No one would doubt, who invented cinema? The Lumière Brothers!
But when it comes to inventions, let’s rummage in the heart of Florence… and, in this case, a name and a surname will emerge: Filoteo Alberini.
A great lover of photography, thanks to his apprenticeship with an itinerant photographer, Filoteo, after his military service, was hired in the phototechnical department of the Military Geographical Institute of Florence.
In 1894, passing under the arcades of Piazza Vittorio Emanuele (now Piazza della Repubblica), he saw a black box displayed in a shop window: the Edison kinetoscope. He had heard of it and, intrigued, entered the shop to understand how it worked: by turning a handle, moving images could be seen inside the box.
He bought it and worked on it day and night, removing and adding mechanisms, arriving at a very different machine, another invention.
He couldn’t know it, but the same thing was also being attempted in Paris and in Germany.
But Filoteo Alberini arrived first of all.

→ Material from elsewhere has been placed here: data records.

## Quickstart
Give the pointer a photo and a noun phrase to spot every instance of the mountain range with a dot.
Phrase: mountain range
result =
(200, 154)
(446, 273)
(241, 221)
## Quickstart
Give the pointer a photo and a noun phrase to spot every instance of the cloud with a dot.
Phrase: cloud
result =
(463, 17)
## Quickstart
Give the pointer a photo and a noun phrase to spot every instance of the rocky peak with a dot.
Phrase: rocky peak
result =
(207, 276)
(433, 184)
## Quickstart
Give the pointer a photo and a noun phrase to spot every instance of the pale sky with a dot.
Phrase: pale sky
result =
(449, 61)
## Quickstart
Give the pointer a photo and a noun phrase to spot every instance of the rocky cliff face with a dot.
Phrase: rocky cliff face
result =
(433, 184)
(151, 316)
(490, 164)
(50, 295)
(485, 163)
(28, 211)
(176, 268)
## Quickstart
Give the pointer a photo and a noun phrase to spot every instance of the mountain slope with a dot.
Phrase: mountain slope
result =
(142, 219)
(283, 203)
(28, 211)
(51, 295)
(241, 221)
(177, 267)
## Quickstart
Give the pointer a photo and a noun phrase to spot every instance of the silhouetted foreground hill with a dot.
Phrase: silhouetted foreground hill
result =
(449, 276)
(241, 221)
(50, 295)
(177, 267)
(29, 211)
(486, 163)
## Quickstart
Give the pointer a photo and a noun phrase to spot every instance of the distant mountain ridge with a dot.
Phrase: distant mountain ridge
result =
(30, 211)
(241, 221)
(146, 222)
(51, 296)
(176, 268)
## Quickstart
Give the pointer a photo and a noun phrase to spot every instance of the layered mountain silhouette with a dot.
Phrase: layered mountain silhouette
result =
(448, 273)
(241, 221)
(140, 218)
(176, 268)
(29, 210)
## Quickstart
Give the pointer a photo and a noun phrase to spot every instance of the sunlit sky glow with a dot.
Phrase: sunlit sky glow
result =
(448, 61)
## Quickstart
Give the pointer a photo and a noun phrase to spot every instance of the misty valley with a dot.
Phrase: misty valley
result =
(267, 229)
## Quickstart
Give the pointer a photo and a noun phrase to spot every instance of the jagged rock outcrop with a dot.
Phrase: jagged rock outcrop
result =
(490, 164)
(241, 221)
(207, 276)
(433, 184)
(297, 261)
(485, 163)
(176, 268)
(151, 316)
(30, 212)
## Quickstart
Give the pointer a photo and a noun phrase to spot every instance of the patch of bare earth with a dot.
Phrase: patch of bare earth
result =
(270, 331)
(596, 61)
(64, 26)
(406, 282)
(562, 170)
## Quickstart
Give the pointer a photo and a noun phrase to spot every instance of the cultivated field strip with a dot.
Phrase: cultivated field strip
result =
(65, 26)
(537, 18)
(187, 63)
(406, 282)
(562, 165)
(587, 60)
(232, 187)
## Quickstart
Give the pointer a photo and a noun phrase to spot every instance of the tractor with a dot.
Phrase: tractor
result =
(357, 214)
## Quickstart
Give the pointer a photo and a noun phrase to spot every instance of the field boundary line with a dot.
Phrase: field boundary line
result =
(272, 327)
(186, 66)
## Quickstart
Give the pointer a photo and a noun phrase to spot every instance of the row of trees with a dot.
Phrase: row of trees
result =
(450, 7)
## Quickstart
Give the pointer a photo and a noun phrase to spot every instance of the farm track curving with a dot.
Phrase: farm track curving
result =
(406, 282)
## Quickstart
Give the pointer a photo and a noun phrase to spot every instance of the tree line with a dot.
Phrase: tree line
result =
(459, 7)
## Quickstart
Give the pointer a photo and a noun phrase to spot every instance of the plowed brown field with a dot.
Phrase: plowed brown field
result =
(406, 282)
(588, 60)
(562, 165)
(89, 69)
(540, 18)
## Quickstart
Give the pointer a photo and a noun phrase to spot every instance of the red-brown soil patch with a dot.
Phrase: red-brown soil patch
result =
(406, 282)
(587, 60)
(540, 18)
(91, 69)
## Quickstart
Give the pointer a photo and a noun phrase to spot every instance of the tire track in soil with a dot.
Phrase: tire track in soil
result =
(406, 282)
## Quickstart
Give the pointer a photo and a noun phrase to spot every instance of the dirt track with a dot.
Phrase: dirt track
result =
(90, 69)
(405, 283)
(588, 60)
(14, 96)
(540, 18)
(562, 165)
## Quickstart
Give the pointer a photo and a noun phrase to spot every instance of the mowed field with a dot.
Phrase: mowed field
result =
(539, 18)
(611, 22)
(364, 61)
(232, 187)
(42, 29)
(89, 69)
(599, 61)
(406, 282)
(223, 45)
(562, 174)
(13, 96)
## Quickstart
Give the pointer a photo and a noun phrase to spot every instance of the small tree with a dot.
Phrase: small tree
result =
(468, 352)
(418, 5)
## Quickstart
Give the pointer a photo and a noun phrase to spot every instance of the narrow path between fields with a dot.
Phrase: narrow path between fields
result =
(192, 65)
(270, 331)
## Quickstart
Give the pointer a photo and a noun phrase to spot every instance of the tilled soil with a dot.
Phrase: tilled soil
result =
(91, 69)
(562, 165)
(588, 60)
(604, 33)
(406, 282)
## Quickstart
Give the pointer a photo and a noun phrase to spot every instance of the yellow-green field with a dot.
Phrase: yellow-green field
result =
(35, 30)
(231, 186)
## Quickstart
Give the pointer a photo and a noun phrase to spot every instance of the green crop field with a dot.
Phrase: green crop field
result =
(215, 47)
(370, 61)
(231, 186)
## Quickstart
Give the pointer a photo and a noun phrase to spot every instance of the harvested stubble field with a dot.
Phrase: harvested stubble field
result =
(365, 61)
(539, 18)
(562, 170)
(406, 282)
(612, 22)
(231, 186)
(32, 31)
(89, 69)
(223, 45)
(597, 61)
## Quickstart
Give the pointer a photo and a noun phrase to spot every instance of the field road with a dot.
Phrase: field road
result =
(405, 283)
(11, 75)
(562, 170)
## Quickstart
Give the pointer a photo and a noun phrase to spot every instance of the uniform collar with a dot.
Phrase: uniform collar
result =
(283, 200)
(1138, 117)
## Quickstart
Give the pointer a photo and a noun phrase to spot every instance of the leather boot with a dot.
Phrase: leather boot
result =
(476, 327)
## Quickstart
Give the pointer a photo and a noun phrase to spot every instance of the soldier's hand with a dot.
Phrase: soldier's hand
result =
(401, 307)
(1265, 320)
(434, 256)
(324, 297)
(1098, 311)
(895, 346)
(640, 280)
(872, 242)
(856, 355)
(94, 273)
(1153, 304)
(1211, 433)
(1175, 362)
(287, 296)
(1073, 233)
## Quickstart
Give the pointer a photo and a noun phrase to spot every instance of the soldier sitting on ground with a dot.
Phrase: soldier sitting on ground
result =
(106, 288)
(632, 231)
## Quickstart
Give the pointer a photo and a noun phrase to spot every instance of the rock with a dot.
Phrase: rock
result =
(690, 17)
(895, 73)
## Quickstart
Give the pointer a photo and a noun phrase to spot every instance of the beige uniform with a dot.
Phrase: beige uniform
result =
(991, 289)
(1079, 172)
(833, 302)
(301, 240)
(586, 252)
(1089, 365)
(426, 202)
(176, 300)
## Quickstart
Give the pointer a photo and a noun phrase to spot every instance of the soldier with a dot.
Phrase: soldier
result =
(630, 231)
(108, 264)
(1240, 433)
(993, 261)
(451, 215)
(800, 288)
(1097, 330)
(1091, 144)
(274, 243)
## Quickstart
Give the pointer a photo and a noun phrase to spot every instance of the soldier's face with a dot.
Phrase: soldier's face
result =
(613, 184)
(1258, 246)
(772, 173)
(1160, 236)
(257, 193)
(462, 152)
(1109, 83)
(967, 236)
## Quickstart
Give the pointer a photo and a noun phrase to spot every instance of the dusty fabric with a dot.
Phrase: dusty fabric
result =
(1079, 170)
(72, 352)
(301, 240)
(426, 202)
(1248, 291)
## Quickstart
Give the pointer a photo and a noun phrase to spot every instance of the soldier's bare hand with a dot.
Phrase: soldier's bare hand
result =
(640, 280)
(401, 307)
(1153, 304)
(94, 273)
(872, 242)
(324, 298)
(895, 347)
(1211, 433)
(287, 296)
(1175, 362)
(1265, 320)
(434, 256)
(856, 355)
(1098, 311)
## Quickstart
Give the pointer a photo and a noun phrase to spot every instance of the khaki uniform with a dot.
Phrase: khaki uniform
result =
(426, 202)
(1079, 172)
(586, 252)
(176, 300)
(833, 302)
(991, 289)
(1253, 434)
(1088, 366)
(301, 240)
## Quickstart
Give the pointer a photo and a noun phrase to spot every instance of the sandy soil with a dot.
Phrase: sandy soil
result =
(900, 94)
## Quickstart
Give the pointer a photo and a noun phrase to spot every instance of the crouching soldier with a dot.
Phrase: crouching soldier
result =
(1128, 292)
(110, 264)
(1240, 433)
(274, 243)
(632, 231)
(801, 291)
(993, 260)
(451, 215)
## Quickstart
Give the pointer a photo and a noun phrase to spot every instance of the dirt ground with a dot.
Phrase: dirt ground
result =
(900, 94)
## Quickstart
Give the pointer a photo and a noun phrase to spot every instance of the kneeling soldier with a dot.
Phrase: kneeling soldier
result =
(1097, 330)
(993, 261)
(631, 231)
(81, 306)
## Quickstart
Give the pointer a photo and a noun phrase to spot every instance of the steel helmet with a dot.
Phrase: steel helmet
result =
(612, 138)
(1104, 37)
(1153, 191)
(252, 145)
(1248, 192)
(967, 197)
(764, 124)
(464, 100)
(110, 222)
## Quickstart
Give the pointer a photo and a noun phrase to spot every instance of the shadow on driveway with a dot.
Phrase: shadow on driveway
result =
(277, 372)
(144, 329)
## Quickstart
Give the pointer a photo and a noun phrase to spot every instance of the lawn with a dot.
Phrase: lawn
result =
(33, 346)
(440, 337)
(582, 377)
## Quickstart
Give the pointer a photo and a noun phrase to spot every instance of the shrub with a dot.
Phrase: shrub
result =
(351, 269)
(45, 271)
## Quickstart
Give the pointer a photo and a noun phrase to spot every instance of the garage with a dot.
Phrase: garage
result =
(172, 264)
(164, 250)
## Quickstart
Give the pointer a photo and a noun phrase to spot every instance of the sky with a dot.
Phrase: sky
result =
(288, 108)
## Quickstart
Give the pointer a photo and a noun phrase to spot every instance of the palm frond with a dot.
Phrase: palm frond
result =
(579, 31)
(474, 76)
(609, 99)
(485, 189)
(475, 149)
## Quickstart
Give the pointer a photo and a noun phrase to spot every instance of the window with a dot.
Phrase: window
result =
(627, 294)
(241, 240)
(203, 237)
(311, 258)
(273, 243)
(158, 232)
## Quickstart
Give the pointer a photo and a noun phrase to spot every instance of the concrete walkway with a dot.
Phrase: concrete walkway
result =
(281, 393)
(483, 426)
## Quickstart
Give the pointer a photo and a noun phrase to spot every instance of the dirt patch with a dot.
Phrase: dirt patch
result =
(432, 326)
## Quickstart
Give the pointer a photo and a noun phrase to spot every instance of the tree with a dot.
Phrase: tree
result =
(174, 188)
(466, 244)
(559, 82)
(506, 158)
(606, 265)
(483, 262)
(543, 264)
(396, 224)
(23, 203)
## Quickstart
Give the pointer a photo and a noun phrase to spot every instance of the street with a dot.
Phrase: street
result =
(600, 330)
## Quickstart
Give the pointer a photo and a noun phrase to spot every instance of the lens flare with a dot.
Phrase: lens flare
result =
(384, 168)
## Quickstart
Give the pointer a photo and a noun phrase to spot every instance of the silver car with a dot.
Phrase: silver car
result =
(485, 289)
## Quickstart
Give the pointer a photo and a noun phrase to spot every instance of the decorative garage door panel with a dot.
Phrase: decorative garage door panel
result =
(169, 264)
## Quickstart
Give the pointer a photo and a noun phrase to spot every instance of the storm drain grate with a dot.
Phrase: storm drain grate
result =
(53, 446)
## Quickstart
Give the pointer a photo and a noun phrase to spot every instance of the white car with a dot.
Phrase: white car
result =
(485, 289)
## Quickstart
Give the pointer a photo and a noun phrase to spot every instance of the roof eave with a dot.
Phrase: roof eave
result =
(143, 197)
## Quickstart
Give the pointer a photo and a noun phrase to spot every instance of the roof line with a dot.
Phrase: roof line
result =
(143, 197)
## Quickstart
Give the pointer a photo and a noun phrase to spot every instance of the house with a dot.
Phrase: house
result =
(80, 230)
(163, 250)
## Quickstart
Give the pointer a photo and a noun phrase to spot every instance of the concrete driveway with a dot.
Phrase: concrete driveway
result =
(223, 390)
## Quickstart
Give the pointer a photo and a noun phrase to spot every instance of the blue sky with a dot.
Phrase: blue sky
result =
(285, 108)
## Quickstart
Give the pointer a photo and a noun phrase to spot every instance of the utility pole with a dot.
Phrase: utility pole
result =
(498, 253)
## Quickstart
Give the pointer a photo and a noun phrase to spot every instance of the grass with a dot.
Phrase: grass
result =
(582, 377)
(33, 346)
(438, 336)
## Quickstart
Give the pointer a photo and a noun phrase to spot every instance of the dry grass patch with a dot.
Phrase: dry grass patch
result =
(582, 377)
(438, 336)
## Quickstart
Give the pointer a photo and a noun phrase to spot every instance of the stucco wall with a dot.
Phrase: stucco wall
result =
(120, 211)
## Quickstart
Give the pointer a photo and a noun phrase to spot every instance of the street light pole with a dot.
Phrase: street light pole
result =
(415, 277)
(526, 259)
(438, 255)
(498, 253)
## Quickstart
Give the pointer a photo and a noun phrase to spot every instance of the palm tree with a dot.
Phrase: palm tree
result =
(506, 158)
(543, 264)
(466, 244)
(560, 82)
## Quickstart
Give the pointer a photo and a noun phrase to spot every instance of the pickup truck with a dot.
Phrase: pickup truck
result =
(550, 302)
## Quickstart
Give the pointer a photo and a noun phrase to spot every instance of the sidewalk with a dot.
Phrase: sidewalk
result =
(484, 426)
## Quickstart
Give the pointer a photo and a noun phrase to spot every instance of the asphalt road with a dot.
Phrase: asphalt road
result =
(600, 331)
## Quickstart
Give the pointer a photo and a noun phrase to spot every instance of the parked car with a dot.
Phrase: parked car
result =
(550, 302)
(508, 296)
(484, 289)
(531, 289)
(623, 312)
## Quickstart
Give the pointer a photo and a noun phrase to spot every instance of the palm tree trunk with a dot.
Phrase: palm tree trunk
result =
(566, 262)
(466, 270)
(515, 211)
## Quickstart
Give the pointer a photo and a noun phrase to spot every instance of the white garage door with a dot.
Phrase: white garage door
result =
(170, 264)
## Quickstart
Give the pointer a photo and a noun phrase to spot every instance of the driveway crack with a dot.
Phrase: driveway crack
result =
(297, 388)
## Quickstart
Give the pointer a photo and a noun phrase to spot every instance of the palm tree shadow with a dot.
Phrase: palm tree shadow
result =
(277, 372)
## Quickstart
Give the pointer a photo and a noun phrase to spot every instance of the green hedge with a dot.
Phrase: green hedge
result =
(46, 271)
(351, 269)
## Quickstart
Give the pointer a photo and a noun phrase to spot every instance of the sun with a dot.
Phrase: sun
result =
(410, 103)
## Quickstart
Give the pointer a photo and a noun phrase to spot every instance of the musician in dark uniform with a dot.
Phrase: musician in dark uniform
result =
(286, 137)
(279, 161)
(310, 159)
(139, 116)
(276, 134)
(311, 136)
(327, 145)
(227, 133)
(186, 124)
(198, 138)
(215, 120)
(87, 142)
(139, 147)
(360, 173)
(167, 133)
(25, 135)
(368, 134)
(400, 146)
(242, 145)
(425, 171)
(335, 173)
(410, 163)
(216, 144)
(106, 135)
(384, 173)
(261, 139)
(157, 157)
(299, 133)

Within two months he managed to invent his “kinetograph“, a machine that could take images but also project them onto a screen.
He had invented the cinematograph and no one had noticed.
All this happened a year before the invention of the Lumière brothers.
But something went wrong: due to a bureaucratic hitch, the Ministry of Industry and Commerce only issued the patent to Filoteo Alberini at the end of December 1895…
On December 28, 1895, the first screening of a film with a paying audience was made at the Grand Cafè in Paris.
Filoteo Alberini did not give up and opened the first cinema in the world, the Sala Edison in Florence which he then replicated in Rome with the Moderno in Piazza Esedra.
But, above all, it marked the beginning of the history of Italian cinema: in 1905, with the making of the first feature film, “La presa di Roma” to make which he opened the first Italian production house, Alberini & Santoni, which after various restructurings, will become Cinecittà.